Two shots came back at her, but she was somewhere else already, pulling River's body behind cover.

“Fuck was that?” he drooled.

Not dead, then.

“That,” she told him, “was a Taser.”

“Not again . . . ”

“Good shooting,” someone said, and she almost proved his point by shooting him too.

It was Donovan.

“Where's Ben?”

Louisa pointed with the gun. Traynor was still where he'd been dropped and cuffed: in a heap ten yards away. Of the two bodies next to him, one was twitching and the other not.

“Alive?”

“Think so,” she said.

“How many?”

“We saw plenty on the monitor. Twelve? Fifteen? Three are down.”

River mumbled something,
fuckin Taser
, she thought it was.

Donovan had a gun too. “I've worked with these guys,” he said. “Some of them won't stop running until they reach the sea. And some will think Christmas just came early.”

Another shot was fired, the bullet hammering into a wooden crate, porcupining splinters from its side. Louisa briefly stood and fired twice in the direction the shot had come from, then dropped back under cover.

As if she hadn't moved, Donovan indicated River. “Is he okay?”

“He's been Tasered before,” Louisa said. “I think he kind of likes it.”

“You shot the man who did it.”

Louisa didn't reply.

“That's good soldiering in my book,” Donovan said.

“We're not on the same side.”

“Maybe not,” he said. “But I'd sooner have you as an enemy than these clowns as friends.”

One of the clowns took offence at that, and loosed another shot in their direction. Louisa flinched, but the bullet went wild.

River pushed himself up to a sitting position, and dry-retched. “. . . Jesus.”

“Keep your head down,” Louisa hissed. Then she nodded at Donovan's shirt front, where he'd tucked the folder he'd taken. “Whatever you've got there, someone definitely doesn't want you to have it.”

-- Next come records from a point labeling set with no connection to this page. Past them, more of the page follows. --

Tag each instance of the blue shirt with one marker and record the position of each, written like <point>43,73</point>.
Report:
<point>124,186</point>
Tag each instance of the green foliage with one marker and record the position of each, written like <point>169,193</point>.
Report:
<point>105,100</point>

“That's right,” he said. “And whoever that is didn't send the cavalry, did you notice? They sent a bunch of mercenaries instead. You might want to think about that.”

“When we get out of here, I'm going to have to take it from you.”

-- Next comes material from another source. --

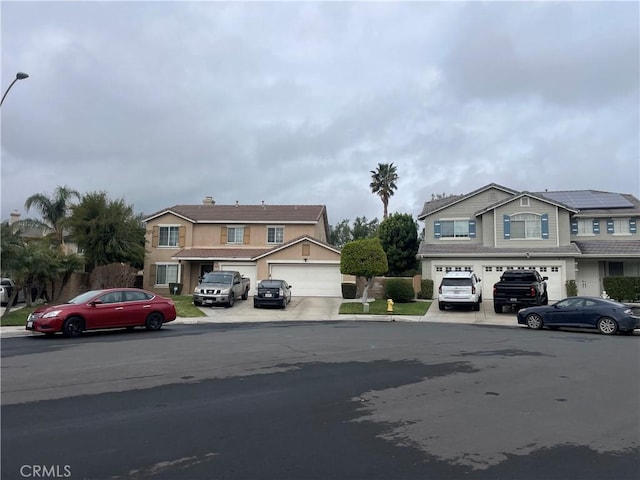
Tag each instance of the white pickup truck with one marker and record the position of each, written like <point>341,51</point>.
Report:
<point>221,288</point>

“That's a discussion I'll look forward to. Meanwhile, cover me. I'm going for Ben.”

And without waiting for her reply, he was off.

The temptation
was to stay in the pub all evening. By the time she emerged, it would be over: Donovan and Traynor would have the evidence to bury Ingrid Tearney, or would be buried themselves in the caverns below Hayes. If the latter, Diana would have to prepare for Tearney's wrath. It was as well, she thought, that the Dame had no sense of humour. If she did, Diana might find herself facing exile to Slough House . . .

A knife in the back would be preferable. No metaphor intended.

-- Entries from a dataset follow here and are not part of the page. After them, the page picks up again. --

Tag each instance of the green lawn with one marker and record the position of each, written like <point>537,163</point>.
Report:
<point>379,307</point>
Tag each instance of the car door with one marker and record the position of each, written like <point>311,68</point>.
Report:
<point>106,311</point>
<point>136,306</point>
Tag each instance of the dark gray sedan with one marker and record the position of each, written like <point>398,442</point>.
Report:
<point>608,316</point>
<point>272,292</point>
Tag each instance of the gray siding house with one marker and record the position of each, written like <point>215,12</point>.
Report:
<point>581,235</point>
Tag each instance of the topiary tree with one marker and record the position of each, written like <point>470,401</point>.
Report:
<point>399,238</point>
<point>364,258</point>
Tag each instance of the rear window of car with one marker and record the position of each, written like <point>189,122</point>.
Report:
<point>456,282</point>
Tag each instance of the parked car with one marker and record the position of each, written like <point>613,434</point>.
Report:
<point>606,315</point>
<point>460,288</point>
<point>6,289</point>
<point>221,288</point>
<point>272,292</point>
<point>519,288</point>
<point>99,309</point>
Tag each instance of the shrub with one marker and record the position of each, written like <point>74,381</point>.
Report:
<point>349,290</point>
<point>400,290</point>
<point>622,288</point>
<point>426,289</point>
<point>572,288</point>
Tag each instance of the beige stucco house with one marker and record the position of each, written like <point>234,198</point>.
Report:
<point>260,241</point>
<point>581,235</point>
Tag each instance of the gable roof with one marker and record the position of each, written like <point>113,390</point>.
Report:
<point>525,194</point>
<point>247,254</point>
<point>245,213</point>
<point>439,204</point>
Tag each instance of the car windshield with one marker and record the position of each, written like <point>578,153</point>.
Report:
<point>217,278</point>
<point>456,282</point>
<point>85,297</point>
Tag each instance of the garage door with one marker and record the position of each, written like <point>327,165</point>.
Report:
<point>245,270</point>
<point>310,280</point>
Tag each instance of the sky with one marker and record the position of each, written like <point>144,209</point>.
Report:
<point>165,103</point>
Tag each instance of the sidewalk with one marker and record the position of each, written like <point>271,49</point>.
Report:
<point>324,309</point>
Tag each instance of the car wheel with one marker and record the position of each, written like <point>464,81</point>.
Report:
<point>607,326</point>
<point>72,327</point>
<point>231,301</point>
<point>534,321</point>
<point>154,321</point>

The strange thing was, the event which had set all this in motion had been engineered for the good of the Service. It had been shortly after Dame Ingrid had taken up the reins, a post Diana Taverner hankered after, but had been clear-eyed enough to admit she wasn't ready for. Back then time had appeared to be on her side, and an unrocked boat was a sane and sensible course. So when a report had landed on the Home Secretary's desk which threatened to hole that boat beneath the waterline, Diana had acted.